Kora, BodiData, 3D scanner
The Kora V3 is a 3D scanner from BodiData.
Courtesy of BodiData

BodiData Inc. was founded in 2016 to target a problem: the pains of retail returns.

Today, its founders, St. Petersburg-based Bruce Terry and Saratoga, California-based Tuoc Luong, have evolved the idea into a software service platform called BodiData. The startup has since launched with uniform retail locations in Europe and raised additional operating capital in recent years. Terry, president and co-founder, told Tampa Bay Inno that its technology matches people with the right clothing fit to limit returns.

"BodiData was created out of a desire to attack the returns and attack the environmental issues associated with them," Terry said.

Billions of dollars are lost for companies that accept returns, Terry said. Then, products are often sent to the garbage, damaging the environment and emitting excess greenhouse gases in their transportation or destruction, he said.

"We built a team, we built a product ... then you have to build the interfaces, then we started the business development, focused on the uniform industry because we were of the opinion that the uniform industry had a very obvious illness in terms of returns, and we had a pill," Terry said.

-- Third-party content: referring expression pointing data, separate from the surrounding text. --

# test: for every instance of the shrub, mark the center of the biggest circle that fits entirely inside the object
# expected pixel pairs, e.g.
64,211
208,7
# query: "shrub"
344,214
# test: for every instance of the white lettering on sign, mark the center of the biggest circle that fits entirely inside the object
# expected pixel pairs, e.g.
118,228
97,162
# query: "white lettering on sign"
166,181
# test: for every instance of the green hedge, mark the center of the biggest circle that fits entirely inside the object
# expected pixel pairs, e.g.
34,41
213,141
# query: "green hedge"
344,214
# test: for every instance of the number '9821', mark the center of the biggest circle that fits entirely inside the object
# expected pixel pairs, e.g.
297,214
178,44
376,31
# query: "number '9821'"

The startup raised an additional $2 million in February and has raised more than $18 million since its founding in 2016, according to filings with the U.S. Securities and Exchange Commission. The money so far has been early-stage operating capital and is entirely from friends and family, Terry said.

Bruce Terry, BodiData
Bruce Terry, the president and co-founder of BodiData
Courtesy of BodiData

BodiData's central product is the software-as-a-service offered through its body scanner, the Kora V3. The scanner attaches to a tablet and gathers an exact 3D scan of an individual's body measurements without removing their clothes, Terry said. The technology is enabled through global hardware and software patents and a combination of optical scanning, depth sensing and radar, he said.

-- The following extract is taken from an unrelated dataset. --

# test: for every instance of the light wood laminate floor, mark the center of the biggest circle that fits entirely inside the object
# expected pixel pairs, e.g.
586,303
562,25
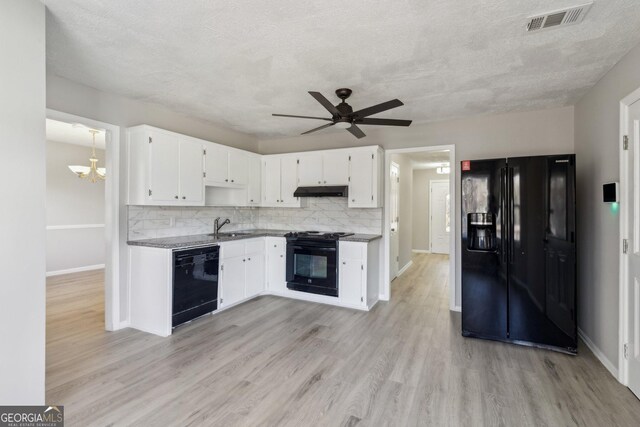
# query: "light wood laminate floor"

It doesn't collect facial features and takes measures to maintain users' privacy and ownership over their body's data, Terry said. The devices are free for customers, but BodiData charges a fee to use the product, he said.

Terry has a finance background and was previously the CFO at Canadian supermarket chain Sobeys. He's held leadership positions at Canadian insurance firm March Canada Limited and Canadian food company McCain Foods, according to his LinkedIn. Luong was a senior vice president at California tech firm Yahoo and oversaw worldwide search, according to his LinkedIn.

"He understood data, I understood fashion and the other stuff, and we both understood the dimensions of the problem," Terry said.

The company has 22 remote employees across Vietnam, the U.S. and Belgium, he said. It has office space in Pennsylvania and Vietnam but considers its main operations as Saratoga and St. Petersburg, he said.

The startup is working on expanding further internationally and finding more customers, Terry said. Now, with the recent capital from friends and family, the company is looking at its next step, he said.

"When you're a startup, and you haven't started generating positive cash flow yet, you constantly have to raise new money for working capital, so [the latest round] is really simply a working capital round," Terry said. "... In all likelihood, our next round will be our first Series A financing with an institution of some form."